Oireachtas Joint and Select Committees

Wednesday, 6 November 2019

Select Committee on Finance, Public Expenditure and Reform, and Taoiseach

Finance Bill 2019: Committee Stage (Resumed)

Photo of Paschal DonohoePaschal Donohoe (Dublin Central, Fine Gael) | Oireachtas source

The Deputy has raised this issue with me on a number of occasions. My decision not to make the change in recent budgets has been driven by cost as reducing the exit tax rate to 33% would have a full year cost of €25 million. Notwithstanding this potential Exchequer cost, there are other issues that I have had to take into account. As the Deputy will be aware, in 2018 a review was undertaken to compare financial products subject to DIRT and life assurance exit tax. The review concluded that the products subject to DIRT and life assurance exit tax are different in a number of respects, namely, the level and application of fees to clients, the level of risk and return and potential losses, and the way in which they are taxed. While there may previously have been similar rates of tax, the differences identified show that it is not simply the case that the two products are comparable because a similar rate of tax applied to them or that the rates are so inextricably linked that they should always be reduced in tandem. In summary, there were resource reasons for my decision not to pursue the course of action the Deputy advocates. Those issues aside, there are also policy matters that show that it should not be a given to make an inextricable link between the tax rates on both products.
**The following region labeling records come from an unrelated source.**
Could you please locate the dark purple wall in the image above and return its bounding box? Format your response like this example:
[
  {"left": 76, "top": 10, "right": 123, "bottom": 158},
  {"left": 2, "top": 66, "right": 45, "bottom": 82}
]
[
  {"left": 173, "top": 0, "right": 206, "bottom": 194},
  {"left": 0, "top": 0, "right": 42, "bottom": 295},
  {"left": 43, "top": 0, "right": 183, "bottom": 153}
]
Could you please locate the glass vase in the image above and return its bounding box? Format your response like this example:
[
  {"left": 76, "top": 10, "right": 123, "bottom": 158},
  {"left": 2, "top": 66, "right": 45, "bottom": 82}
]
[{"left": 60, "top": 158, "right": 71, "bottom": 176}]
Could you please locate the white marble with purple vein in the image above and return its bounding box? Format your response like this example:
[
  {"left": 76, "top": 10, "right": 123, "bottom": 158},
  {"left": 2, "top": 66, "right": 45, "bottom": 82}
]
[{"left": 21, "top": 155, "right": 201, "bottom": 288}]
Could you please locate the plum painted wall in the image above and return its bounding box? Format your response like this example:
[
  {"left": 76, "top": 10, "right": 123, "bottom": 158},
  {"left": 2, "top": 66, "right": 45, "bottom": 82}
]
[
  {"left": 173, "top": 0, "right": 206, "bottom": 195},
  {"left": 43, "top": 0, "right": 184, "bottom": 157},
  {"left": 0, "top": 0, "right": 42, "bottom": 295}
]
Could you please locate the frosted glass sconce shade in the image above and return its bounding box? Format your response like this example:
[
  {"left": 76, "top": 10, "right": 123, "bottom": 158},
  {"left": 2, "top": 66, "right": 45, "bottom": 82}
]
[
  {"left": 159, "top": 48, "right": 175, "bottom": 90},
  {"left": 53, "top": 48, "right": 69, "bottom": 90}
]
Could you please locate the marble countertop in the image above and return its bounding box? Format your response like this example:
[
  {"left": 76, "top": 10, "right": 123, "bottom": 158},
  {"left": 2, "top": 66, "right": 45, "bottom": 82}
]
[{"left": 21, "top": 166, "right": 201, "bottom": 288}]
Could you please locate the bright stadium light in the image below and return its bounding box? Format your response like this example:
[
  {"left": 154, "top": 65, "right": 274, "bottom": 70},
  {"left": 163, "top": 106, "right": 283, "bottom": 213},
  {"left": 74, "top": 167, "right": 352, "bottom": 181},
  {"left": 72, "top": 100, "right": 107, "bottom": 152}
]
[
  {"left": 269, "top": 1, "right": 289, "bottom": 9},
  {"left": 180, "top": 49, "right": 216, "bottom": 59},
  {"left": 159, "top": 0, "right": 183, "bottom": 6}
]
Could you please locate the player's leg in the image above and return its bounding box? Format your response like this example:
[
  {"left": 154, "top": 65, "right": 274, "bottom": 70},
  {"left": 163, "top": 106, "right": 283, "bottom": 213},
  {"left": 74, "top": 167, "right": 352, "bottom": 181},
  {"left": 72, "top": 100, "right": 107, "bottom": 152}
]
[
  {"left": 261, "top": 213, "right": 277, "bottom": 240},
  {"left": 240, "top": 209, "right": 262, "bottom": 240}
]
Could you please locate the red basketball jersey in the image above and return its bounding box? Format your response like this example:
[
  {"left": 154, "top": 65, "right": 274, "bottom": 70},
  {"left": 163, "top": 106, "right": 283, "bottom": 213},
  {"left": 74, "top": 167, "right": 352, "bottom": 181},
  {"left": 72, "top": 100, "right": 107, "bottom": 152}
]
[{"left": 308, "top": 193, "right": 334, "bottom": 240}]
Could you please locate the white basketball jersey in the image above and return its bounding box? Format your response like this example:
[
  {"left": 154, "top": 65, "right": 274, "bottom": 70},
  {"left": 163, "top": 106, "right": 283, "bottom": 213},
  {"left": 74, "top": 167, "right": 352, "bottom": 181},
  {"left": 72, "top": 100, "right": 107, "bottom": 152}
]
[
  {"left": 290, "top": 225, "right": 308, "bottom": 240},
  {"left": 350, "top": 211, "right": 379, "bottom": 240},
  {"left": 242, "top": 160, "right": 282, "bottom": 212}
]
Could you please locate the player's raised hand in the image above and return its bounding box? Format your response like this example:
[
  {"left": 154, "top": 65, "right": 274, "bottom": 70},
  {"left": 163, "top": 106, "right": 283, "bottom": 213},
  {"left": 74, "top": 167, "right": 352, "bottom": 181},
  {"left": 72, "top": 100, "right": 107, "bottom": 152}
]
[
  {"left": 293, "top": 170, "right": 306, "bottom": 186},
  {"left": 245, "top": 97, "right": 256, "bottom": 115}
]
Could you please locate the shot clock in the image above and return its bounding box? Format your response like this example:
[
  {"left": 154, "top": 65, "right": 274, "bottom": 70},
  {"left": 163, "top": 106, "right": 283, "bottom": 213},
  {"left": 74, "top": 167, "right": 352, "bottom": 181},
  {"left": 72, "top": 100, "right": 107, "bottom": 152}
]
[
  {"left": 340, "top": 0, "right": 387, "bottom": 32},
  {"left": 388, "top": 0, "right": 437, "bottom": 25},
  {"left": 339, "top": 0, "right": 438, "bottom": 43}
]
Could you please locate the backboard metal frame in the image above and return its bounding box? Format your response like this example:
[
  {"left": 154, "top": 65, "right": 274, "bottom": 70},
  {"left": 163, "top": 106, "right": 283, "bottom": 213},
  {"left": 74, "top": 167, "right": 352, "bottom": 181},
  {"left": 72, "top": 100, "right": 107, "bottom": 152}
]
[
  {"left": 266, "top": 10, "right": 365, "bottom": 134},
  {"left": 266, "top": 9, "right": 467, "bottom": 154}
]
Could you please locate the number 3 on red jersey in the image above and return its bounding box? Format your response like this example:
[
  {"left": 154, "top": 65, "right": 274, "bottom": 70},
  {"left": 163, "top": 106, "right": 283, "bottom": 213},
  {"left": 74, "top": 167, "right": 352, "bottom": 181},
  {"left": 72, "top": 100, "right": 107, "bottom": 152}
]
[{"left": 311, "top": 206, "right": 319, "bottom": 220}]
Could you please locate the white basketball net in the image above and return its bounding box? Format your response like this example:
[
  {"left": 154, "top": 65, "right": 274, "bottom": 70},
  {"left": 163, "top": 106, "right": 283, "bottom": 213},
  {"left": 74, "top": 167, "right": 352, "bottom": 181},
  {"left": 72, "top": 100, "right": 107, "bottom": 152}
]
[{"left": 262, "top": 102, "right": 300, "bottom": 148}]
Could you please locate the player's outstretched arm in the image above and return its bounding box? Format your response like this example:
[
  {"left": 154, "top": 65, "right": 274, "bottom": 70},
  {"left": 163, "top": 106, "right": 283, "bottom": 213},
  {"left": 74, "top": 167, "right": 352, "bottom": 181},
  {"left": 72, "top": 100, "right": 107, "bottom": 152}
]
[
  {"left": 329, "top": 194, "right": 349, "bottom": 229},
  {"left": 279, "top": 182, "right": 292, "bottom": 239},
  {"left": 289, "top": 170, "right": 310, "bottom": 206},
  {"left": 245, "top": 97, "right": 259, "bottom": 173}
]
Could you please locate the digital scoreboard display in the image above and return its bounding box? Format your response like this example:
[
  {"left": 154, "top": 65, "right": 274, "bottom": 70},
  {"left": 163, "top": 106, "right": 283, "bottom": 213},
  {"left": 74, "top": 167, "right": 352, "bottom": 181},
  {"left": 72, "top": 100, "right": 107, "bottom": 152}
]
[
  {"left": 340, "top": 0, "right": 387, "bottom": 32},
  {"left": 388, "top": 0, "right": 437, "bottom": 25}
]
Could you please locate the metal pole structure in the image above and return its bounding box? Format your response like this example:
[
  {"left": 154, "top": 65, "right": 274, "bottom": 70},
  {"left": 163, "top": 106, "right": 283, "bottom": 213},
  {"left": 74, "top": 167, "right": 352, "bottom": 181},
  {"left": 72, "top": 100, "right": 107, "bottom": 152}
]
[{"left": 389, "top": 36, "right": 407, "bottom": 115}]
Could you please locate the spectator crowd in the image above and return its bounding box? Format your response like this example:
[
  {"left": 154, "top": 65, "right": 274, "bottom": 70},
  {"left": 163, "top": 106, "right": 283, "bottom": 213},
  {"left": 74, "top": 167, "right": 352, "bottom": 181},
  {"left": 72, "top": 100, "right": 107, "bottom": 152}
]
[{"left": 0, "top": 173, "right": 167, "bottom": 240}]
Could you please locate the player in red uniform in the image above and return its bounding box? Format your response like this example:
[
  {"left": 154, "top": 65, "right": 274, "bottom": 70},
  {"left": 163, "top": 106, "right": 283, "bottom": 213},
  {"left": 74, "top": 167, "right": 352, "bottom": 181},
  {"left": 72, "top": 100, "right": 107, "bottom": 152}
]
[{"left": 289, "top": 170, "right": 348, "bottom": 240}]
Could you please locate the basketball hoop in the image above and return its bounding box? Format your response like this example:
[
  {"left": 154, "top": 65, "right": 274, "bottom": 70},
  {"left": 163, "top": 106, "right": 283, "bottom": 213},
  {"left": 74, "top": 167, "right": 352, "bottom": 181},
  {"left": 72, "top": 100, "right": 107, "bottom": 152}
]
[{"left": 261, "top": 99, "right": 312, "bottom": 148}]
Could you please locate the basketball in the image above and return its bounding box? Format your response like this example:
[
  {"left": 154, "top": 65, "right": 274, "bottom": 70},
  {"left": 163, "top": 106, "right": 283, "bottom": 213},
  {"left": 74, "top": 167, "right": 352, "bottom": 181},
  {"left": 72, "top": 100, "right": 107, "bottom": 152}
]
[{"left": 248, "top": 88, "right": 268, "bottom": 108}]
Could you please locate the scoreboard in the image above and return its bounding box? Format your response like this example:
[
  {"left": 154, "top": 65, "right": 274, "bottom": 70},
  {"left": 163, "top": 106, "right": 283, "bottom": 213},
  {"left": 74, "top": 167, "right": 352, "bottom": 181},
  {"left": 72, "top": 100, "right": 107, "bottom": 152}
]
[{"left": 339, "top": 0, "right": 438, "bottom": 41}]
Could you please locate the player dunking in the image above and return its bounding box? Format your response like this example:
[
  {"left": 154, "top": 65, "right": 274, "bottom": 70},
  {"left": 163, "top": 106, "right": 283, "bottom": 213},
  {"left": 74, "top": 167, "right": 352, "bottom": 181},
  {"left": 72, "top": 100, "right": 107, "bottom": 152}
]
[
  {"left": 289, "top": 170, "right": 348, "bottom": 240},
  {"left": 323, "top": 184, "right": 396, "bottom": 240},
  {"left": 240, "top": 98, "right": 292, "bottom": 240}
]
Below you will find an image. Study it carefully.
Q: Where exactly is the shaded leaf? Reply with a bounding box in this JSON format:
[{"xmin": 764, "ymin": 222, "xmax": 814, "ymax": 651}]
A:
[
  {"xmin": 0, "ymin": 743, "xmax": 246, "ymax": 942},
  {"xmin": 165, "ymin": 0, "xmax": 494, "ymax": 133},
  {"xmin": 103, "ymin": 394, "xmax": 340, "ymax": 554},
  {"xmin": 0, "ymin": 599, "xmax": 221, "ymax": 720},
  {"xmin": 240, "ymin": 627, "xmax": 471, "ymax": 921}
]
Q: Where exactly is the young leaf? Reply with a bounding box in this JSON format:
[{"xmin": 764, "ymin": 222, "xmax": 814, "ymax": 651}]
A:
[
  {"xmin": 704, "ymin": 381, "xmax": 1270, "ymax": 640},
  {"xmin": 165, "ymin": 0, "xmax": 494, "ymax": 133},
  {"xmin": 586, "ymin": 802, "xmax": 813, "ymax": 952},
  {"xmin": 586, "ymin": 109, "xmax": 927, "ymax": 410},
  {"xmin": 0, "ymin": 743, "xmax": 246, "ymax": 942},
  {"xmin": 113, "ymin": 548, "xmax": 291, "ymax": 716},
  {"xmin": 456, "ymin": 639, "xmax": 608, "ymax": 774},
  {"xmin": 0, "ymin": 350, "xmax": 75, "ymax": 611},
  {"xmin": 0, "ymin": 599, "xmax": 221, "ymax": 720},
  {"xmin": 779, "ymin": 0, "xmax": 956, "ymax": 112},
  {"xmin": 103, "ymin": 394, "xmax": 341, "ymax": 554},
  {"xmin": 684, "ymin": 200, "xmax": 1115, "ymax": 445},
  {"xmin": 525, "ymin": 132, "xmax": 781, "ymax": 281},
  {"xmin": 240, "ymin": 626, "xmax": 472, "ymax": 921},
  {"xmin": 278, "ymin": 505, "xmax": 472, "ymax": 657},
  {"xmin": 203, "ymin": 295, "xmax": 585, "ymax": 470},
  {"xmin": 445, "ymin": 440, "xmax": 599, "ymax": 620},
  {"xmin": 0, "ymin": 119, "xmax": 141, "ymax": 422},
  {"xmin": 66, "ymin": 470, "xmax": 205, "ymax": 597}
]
That said, the Deputy's point on the potential long-term consequences of a tax differential is important and one we will need to consider. I am prepared to give this matter more detailed consideration through a paper in the tax strategy group process. I will have that paper done next summer and I will use it as a way to re-examine the issue in the run-in to next year's Finance Bill. There are some longer-term matters that we will need to take account of. In light of the commentary on what will happen to interest rates in the medium term, the tax differentials we are discussing take on a different context.